Importing from Scandinavia
April 20, 2011
Erik Soler's tenure is barely a year old, but needless to say that our worries about a general manager who does not have an American soccer background have been erased. For Soler has tapped in into a source of talent that has Metro on track to do well in the league for the second straight year: Scandinavia.
MLS is structured for parity. So everything from the draft, to allocation money, to the allocation order, is designed to help the league's worst teams. So if you are like Metro, who's been pretty much average for the past decade (if you discount the 2009 season -- if only we could erase it from memory), you miss out on the high draft picks and the allocation benefits that teams get from being on the bottom. So, to improve yourself, you must rely on trades (which, as anyone knows from our history, has never really worked out), or hope that your international signings pan out.
And, of course, our international signings have rarely done so. One only has to remember the abominable reign of Juan Carlos Osorio, when one signing after another (Oscar Echeverry! Jorge Rojas! Juan Pietravallo! Gabriel Cichero! (oh, Pietravallo and Cichero...) Carlos Johnson!
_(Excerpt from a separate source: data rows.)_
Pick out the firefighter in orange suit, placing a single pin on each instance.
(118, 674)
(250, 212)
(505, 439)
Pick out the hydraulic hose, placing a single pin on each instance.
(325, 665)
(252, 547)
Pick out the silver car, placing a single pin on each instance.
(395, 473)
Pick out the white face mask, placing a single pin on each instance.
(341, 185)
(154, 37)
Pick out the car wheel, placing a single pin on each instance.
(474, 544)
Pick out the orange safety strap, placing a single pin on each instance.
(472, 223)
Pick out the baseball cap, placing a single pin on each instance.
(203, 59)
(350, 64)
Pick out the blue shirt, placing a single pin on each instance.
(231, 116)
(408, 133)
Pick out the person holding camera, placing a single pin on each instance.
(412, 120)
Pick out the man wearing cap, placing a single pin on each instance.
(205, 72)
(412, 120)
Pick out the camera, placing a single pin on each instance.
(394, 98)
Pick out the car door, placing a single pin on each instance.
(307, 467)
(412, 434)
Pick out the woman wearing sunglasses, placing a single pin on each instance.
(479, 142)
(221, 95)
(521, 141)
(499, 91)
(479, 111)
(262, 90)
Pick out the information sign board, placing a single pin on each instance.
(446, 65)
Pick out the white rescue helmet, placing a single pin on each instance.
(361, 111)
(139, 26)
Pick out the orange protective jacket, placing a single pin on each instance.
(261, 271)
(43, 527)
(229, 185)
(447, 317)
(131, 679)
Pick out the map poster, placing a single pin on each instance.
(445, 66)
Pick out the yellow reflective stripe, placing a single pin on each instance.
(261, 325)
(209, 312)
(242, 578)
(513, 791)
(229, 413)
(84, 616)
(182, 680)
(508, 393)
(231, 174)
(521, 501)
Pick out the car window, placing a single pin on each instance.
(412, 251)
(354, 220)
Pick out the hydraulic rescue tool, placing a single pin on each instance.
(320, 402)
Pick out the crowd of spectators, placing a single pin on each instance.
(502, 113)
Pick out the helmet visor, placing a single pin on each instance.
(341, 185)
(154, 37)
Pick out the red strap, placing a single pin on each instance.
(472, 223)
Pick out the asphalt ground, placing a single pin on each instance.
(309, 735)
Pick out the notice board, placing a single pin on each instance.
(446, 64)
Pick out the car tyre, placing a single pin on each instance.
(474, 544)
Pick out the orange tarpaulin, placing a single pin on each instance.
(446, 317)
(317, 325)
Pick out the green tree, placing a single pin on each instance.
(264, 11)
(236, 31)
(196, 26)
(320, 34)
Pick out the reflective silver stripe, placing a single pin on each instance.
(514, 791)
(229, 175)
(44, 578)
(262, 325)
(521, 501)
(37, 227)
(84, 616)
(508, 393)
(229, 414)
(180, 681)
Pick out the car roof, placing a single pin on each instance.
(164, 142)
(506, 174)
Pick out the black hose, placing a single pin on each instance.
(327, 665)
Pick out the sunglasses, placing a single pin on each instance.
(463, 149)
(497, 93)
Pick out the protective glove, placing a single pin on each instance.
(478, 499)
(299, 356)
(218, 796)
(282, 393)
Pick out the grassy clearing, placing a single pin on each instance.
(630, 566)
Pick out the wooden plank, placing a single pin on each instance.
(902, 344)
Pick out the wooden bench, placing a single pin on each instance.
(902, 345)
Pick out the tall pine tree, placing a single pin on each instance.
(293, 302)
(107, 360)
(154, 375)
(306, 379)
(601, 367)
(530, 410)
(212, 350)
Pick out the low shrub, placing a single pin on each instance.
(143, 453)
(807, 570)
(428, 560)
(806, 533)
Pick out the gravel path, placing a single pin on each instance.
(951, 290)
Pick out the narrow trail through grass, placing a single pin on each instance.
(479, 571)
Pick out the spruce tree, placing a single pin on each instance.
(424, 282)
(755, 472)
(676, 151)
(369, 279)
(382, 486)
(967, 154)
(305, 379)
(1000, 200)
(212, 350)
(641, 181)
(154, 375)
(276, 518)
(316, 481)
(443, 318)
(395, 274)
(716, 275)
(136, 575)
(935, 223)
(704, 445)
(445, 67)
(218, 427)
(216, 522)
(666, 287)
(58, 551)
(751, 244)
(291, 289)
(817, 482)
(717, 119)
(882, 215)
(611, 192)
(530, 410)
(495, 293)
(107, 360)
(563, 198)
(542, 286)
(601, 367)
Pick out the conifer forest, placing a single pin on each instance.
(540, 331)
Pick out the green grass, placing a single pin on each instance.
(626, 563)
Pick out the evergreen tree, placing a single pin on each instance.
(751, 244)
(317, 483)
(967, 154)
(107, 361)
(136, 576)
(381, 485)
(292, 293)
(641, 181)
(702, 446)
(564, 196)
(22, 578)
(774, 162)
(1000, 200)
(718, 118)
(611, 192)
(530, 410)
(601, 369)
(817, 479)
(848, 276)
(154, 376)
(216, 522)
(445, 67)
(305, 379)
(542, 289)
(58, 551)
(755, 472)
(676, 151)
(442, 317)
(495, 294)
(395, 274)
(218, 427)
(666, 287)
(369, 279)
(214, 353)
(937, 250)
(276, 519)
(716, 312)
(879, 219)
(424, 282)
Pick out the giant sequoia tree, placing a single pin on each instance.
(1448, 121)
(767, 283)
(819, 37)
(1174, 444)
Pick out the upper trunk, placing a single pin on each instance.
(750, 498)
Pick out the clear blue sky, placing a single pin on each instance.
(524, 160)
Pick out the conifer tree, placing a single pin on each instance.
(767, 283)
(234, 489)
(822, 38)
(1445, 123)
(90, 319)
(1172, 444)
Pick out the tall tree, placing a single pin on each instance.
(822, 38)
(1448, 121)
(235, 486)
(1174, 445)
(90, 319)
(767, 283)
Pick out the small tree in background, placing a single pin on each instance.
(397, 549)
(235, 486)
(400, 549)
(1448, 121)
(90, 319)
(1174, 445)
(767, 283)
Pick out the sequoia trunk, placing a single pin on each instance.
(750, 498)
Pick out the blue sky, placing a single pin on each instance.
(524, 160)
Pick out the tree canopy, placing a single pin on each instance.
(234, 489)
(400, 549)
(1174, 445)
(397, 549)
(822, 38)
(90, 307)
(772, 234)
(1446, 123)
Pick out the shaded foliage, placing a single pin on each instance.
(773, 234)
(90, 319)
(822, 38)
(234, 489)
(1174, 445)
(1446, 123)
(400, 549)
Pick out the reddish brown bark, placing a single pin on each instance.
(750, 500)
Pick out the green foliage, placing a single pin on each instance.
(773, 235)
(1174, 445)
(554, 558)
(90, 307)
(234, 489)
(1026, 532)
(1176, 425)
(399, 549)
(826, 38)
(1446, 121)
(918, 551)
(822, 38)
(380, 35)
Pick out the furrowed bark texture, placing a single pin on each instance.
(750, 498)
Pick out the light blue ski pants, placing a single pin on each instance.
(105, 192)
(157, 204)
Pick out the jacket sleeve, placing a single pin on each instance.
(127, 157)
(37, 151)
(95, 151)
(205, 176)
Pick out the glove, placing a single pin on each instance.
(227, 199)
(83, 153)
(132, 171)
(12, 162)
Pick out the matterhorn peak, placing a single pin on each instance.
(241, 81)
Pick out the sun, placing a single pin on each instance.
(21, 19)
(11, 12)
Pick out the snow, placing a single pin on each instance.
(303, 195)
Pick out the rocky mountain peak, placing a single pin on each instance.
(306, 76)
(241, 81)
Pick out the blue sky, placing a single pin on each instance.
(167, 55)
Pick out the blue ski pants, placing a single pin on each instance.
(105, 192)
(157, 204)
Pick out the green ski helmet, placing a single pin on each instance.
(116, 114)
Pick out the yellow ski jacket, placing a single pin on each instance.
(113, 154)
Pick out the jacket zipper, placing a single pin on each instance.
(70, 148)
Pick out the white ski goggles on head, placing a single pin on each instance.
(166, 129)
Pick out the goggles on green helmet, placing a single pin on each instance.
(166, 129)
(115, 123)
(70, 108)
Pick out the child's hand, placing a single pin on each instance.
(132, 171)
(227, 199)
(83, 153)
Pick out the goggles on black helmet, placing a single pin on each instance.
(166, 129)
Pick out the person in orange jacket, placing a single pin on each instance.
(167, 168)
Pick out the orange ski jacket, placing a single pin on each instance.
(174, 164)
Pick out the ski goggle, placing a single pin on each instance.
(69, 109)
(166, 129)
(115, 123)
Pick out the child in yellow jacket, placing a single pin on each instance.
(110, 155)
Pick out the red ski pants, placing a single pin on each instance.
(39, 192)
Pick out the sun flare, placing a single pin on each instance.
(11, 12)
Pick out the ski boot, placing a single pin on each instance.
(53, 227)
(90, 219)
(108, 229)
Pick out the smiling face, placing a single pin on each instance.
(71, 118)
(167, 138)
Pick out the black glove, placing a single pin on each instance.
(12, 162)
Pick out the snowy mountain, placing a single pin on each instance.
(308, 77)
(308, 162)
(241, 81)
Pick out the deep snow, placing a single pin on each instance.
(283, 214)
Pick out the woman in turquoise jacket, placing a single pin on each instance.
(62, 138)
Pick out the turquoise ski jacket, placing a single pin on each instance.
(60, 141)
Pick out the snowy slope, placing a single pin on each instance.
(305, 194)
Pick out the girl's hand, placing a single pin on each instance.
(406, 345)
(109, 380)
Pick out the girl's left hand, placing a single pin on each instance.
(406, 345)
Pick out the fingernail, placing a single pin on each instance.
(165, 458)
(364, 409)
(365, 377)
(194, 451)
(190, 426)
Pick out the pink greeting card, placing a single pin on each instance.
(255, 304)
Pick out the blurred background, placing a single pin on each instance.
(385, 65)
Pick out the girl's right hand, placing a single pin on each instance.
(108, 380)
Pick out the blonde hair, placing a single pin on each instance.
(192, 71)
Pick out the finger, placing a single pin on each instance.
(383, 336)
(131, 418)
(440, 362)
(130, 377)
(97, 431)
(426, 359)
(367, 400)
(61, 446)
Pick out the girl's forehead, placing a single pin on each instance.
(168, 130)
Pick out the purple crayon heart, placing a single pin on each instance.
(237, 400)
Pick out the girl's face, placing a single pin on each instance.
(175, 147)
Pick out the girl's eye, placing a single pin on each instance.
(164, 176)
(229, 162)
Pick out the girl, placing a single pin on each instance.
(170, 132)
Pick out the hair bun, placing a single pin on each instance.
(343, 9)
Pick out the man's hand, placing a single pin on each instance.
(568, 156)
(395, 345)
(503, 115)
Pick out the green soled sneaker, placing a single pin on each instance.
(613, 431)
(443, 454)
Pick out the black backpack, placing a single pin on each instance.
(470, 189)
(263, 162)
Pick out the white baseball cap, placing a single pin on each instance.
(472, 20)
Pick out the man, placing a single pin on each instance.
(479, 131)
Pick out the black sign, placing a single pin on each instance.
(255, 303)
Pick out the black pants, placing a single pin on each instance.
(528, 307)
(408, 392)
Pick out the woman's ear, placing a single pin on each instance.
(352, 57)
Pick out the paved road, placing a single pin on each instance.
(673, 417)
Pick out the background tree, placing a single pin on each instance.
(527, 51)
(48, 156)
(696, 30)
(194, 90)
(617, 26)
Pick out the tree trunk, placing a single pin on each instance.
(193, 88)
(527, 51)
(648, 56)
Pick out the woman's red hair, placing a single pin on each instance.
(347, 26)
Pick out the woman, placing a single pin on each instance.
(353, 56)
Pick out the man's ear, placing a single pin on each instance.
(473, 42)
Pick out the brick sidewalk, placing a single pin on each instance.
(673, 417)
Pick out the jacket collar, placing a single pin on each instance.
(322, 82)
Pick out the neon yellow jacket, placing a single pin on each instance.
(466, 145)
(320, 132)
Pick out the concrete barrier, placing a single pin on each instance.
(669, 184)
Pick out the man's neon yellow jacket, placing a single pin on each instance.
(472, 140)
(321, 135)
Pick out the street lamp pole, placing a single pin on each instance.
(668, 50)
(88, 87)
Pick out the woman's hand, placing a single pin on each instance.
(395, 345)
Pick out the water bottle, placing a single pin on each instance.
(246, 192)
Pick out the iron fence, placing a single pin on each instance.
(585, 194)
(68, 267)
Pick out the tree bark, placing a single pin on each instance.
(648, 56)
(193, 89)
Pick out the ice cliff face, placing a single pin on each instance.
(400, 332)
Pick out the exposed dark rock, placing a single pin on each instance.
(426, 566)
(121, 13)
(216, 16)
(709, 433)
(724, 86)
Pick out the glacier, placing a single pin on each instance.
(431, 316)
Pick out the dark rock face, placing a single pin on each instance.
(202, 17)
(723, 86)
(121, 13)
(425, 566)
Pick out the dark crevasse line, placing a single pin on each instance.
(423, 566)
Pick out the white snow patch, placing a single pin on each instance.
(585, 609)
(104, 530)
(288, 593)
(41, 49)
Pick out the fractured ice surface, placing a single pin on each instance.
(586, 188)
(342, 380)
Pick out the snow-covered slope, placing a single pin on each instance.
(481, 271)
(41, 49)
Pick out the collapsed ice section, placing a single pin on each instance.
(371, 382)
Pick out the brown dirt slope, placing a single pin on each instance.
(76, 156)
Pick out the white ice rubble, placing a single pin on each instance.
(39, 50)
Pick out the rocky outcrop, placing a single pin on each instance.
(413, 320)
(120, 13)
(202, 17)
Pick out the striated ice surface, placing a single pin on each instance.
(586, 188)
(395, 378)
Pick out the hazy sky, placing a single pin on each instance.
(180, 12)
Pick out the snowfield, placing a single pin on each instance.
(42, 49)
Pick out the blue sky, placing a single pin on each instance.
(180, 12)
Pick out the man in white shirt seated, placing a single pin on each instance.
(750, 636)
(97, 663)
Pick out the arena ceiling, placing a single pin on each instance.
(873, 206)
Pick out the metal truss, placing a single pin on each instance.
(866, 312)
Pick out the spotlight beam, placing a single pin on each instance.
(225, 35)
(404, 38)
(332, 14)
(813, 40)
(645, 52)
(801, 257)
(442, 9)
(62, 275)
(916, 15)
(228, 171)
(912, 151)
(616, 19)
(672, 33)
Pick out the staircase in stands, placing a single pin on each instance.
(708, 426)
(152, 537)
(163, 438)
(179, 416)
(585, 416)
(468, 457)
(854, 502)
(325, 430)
Alfredo Pacheco!) had proved a colossal failure in MLS. Be it because their skills didn't translate to the league (Rojas), or because they thought the league was beneath them (Cichero), or because they plain out sucked (Echeverry), or because they were a head-hunting hack ("Hard Man" Pietravallo)... Osorio's departure left Metro in a colossal rebuilding state.
Enter Soler. Enter Soler with no background in MLS, but with a background in Scandinavian soccer. He's been a player, an agent, a team owner. He has seen Americans move to Scandinavian clubs with some success. He realizes the similarities between the leagues. So what does he do? He goes to Scandinavia, and he gets players in their prime (key), who want to come to MLS (key), and who do not require a transfer fee (key).
How does he do it? Does he dangle the carrot of New York City in front of their faces? Or does he have some mystical viking charm that befuddles his prey? One thing for certain: whatever he is doing, is working.
Joel Lindpere (Estonia / played in Norway), team MVP in his first year with the club. Teemu Tainio (Finland), a disruptor and great passer from deep midfield. Jan Gunnar Solli (Norway), mistake-free at right back, not his preferred position. Even Roy Miller, Soler's first signing, who played five years in Scandinavia, should be added to the mix (Miller has his detractors, but he's an above average MLS left back). And that's before you get to the coach, the stormy Swede, Hans Backe.
Of course, Soler's record is not perfect. There's Brian Nielsen (Denmark), and even if one does not question his attitude, one must question his health, for he has not exactly graced us with his time on the field. There's Salou Ibrahim (played in Denmark), who, while not a bad player, was grossly overpaid and now let go. But overall, Soler's record is rather strong. And that, coupled with some shrewd trades and draft picks, has Metro poised to rise to the top.
Not bad for someone with no American soccer experience.